In today’s world, people are slowly realising the importance of sustainable living. Many individuals and organisations are switching to greener alternatives to build a healthy environment, especially solar power generation.
In fact, many reports reveal that one of the major goals of the Indian government is to achieve a target of 100 GW of solar capacity by 2022.
With this aim in sight, it is also important to ensure timely proper cleaning and servicing of the solar panels to increase their efficiency. Enters Coimbatore-based cleantech startup Solavio Labs.
Founded in 2017 by Suraj Mohan and Prashant Goel, Solavio Labs designs and manufactures autonomous solar panel cleaning bots that clean solar panels to ensure high energy generation.
“We were inspired by the simple floor cleaning Roomba, which has made its way in several households.
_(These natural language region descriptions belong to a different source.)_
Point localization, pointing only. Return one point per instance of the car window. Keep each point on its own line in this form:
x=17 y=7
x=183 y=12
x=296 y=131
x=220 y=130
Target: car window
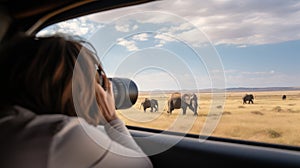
x=234 y=65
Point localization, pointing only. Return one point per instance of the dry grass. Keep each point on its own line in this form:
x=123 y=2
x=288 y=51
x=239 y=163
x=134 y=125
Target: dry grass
x=270 y=119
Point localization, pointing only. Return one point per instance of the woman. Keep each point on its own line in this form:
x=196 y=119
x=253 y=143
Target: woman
x=54 y=94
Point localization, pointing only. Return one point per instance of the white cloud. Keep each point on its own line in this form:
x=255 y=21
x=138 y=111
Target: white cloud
x=79 y=26
x=130 y=45
x=141 y=37
x=125 y=27
x=242 y=23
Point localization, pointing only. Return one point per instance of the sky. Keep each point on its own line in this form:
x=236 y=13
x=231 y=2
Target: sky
x=188 y=44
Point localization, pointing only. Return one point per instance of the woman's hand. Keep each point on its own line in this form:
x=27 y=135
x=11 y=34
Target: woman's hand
x=106 y=102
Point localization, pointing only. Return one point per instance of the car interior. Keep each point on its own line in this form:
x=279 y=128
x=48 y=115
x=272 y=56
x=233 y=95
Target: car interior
x=165 y=148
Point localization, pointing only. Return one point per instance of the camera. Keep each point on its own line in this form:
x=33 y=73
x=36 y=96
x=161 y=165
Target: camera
x=125 y=92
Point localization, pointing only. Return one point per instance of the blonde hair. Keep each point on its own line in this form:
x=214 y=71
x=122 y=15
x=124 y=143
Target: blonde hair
x=39 y=75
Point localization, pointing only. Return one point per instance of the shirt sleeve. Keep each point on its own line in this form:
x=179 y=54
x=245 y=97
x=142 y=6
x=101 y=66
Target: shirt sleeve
x=81 y=145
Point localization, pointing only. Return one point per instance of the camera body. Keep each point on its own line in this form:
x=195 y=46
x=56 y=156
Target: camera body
x=125 y=92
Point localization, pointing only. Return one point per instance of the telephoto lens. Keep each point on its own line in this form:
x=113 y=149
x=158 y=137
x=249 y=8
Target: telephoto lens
x=125 y=92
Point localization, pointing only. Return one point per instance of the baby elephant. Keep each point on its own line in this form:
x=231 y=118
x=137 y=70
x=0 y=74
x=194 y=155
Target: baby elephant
x=150 y=103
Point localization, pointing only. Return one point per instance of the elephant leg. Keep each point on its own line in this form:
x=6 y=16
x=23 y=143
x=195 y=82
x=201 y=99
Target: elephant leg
x=196 y=109
x=184 y=110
We came up with a solution of autonomous robots to clean solar panels faster and more efficiently. These bots are deployed with our in-house sensor algorithm to take care of obstacle, collision, and accident control,” Suraj Mohan, Co-founder, Solavio Labs, tells YS.
Ensuring higher efficiency
Solar panels accumulate dust and impurities over time, reducing their efficiency by up to 40 percent. This directly impacts the ROI for the solar plant owner and leads to huge losses.
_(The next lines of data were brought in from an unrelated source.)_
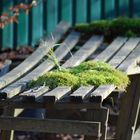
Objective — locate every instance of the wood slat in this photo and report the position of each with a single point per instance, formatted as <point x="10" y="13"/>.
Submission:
<point x="101" y="93"/>
<point x="50" y="125"/>
<point x="81" y="93"/>
<point x="47" y="65"/>
<point x="111" y="49"/>
<point x="124" y="52"/>
<point x="56" y="94"/>
<point x="32" y="94"/>
<point x="131" y="64"/>
<point x="34" y="58"/>
<point x="82" y="54"/>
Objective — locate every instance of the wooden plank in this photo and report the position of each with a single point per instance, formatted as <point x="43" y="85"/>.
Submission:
<point x="47" y="65"/>
<point x="50" y="125"/>
<point x="34" y="58"/>
<point x="32" y="94"/>
<point x="58" y="105"/>
<point x="81" y="93"/>
<point x="5" y="134"/>
<point x="56" y="94"/>
<point x="101" y="93"/>
<point x="131" y="63"/>
<point x="125" y="112"/>
<point x="124" y="52"/>
<point x="82" y="54"/>
<point x="111" y="49"/>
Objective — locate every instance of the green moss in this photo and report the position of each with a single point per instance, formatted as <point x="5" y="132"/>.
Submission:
<point x="87" y="73"/>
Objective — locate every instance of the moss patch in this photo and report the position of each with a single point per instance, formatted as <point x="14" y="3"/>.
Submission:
<point x="87" y="73"/>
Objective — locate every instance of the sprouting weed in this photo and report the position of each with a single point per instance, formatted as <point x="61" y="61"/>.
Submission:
<point x="51" y="54"/>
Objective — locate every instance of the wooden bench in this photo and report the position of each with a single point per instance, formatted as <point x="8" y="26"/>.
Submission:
<point x="78" y="112"/>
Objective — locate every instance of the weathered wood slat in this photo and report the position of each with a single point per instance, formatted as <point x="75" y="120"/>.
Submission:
<point x="47" y="65"/>
<point x="131" y="63"/>
<point x="32" y="94"/>
<point x="111" y="49"/>
<point x="51" y="126"/>
<point x="34" y="58"/>
<point x="116" y="60"/>
<point x="101" y="93"/>
<point x="81" y="93"/>
<point x="56" y="94"/>
<point x="124" y="52"/>
<point x="82" y="54"/>
<point x="57" y="105"/>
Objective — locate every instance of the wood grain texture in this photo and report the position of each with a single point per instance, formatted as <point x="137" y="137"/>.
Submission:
<point x="33" y="94"/>
<point x="121" y="55"/>
<point x="91" y="45"/>
<point x="47" y="65"/>
<point x="56" y="94"/>
<point x="111" y="49"/>
<point x="101" y="93"/>
<point x="81" y="93"/>
<point x="131" y="63"/>
<point x="34" y="58"/>
<point x="50" y="125"/>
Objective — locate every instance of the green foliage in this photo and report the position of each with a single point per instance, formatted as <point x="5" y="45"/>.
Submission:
<point x="87" y="73"/>
<point x="51" y="55"/>
<point x="111" y="28"/>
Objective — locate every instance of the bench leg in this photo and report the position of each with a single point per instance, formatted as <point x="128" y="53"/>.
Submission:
<point x="129" y="110"/>
<point x="100" y="115"/>
<point x="7" y="135"/>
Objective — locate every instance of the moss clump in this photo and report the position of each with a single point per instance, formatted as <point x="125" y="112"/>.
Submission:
<point x="87" y="73"/>
<point x="56" y="78"/>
“The common solutions implemented to clean solar panels today are mostly water-based. These include wipers, mops, or pressure washers, which consume one to three litres of water per solar panel,” he explains.
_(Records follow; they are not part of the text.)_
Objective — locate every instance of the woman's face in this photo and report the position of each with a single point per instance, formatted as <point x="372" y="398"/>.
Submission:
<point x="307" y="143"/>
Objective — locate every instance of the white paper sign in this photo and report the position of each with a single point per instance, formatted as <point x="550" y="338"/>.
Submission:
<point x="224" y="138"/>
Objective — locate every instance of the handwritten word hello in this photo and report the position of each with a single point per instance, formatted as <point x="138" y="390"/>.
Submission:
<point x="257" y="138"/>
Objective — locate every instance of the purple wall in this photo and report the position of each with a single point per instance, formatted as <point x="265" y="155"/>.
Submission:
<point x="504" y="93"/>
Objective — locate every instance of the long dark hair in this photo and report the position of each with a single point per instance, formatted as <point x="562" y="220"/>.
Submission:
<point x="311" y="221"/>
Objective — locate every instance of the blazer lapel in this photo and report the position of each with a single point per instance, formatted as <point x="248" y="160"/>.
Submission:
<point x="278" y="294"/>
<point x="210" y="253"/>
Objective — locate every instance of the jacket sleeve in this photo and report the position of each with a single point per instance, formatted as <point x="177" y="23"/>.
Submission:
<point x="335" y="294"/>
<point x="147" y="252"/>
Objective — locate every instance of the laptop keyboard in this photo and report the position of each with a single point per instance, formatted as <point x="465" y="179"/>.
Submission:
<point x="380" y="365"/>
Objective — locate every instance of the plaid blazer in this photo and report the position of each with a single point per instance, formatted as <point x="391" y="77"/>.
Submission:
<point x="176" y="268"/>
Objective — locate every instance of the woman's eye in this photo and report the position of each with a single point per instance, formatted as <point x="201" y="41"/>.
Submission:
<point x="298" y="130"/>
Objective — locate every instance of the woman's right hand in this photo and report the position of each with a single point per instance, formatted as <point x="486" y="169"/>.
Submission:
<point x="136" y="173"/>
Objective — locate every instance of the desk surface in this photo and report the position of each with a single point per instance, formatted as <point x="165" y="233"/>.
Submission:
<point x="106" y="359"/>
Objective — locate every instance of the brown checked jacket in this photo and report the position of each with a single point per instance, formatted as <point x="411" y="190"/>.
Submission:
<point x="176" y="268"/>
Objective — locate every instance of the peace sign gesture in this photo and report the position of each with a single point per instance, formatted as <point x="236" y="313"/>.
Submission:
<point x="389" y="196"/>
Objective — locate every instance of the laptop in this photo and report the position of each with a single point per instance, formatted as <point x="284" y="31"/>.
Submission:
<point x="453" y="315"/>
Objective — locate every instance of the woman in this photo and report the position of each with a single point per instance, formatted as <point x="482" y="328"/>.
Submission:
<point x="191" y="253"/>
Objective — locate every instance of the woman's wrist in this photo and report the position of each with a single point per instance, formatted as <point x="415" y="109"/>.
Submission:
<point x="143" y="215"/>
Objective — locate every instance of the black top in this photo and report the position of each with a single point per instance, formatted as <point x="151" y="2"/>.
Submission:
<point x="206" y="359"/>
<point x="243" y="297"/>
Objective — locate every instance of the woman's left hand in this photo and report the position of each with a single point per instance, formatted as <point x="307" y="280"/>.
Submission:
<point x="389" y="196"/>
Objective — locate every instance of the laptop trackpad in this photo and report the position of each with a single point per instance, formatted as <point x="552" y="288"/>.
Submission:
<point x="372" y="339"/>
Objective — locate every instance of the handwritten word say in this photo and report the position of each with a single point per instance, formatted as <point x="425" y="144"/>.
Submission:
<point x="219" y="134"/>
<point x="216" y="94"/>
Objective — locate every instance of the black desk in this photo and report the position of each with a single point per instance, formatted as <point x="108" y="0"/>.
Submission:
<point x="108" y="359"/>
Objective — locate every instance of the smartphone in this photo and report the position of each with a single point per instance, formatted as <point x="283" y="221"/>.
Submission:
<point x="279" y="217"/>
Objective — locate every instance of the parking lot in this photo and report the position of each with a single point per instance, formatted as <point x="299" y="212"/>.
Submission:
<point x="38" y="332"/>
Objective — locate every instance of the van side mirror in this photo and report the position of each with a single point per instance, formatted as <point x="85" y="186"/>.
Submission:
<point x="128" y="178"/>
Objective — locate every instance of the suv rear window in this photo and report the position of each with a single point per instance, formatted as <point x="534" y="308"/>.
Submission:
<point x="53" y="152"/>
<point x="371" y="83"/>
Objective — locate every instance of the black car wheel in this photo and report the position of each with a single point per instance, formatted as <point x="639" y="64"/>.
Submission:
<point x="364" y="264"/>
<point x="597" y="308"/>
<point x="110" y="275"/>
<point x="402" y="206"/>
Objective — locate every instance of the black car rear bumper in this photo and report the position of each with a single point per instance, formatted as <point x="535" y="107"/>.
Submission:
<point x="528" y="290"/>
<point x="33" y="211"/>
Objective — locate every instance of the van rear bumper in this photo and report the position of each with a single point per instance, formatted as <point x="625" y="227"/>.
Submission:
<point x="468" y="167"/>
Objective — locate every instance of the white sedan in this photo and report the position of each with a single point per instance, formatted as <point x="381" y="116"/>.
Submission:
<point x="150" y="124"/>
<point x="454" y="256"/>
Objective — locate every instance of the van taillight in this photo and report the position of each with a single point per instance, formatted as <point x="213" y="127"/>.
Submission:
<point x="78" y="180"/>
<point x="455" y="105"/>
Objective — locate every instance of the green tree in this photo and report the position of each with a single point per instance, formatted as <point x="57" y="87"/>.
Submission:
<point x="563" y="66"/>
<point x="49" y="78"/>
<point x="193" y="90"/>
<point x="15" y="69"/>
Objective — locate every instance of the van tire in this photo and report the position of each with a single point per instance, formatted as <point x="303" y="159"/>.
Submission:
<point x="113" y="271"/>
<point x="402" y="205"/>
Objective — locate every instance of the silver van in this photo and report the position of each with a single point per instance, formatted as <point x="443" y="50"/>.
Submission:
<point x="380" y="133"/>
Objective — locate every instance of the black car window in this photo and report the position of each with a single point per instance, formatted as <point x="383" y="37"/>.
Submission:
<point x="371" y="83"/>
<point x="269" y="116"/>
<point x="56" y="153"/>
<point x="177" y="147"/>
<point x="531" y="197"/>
Apart from the wastage of water, manual methods are very expensive and dangerous for the labourers since these solar plants are either installed in high and complex roofs or remote desert locations.
Solavio’s autonomous cleaning bots can be put to use anywhere, including on the rooftop, carport, or on a large ground mount.
At present, the startup offers three cleaning bots and one motorised handheld device.
“We have commercialised four of our patented products with accessories and value-added services (VAS) such as IoT dashboard, data analytics, and machine learning for predictive cleaning. The bots are designed with an estimated lifespan of 10 years,” the co-founder adds.
He says the brushes on the bots for cleaning are designed with patented bristle technology that is non-abrasive and UV resistant.
The startup targets the solar power sector, including EPCs (engineering, procurement, and construction) and O&M (operation and maintenance) companies.
Apart from India, it is also targeting MENA countries, East Africa, Australia, and the US for business expansion.
Business and more
Speaking about the business model, Suraj says that apart from sales of its bots, it also offers a SaaS subscription (for IoT and data analytics) and an operating lease model.
The startup claims to have sold 70 bots in the last year. “Based on our pilot orders and sales pipeline, we expect to sell at least 1,000 bots in the following fiscal year between domestic and export markets,” he says.
Solavio’s clientele includes organisations such as Tata Power Solar, Welspun Renewable Energy, Adani Solar, and Refex in India and Dewa, Siraj Power, and Cleanmax for MENA countries, among others.
The seed-stage startup has raised $450,000 from multiple HNIs, Canada’s New Brunswick Innovation Fund (NBIF), and AIC RAISE.
According to a report by Modor Intelligence, the Indian solar power market is expected to grow at over 40 percent CAGR between 2020 and 2025.
Solavia Labs competes with Noida-based Inoviea Consulting and Services, which is also involved in the solar panel cleaning segment. It provides a combination of slippery coating on the panels and compressed air to keep dust away from the solar panel, keeping them clean without manual intervention.
Speaking about future plans, the co-founder reveals that the startup is looking to raise more funds over multiple rounds to support its manufacturing, scaling, and research goals.
“We are looking to expand our customer base aggressively in India, MENA, East Africa, Australia, and the US over the next two years,” he adds.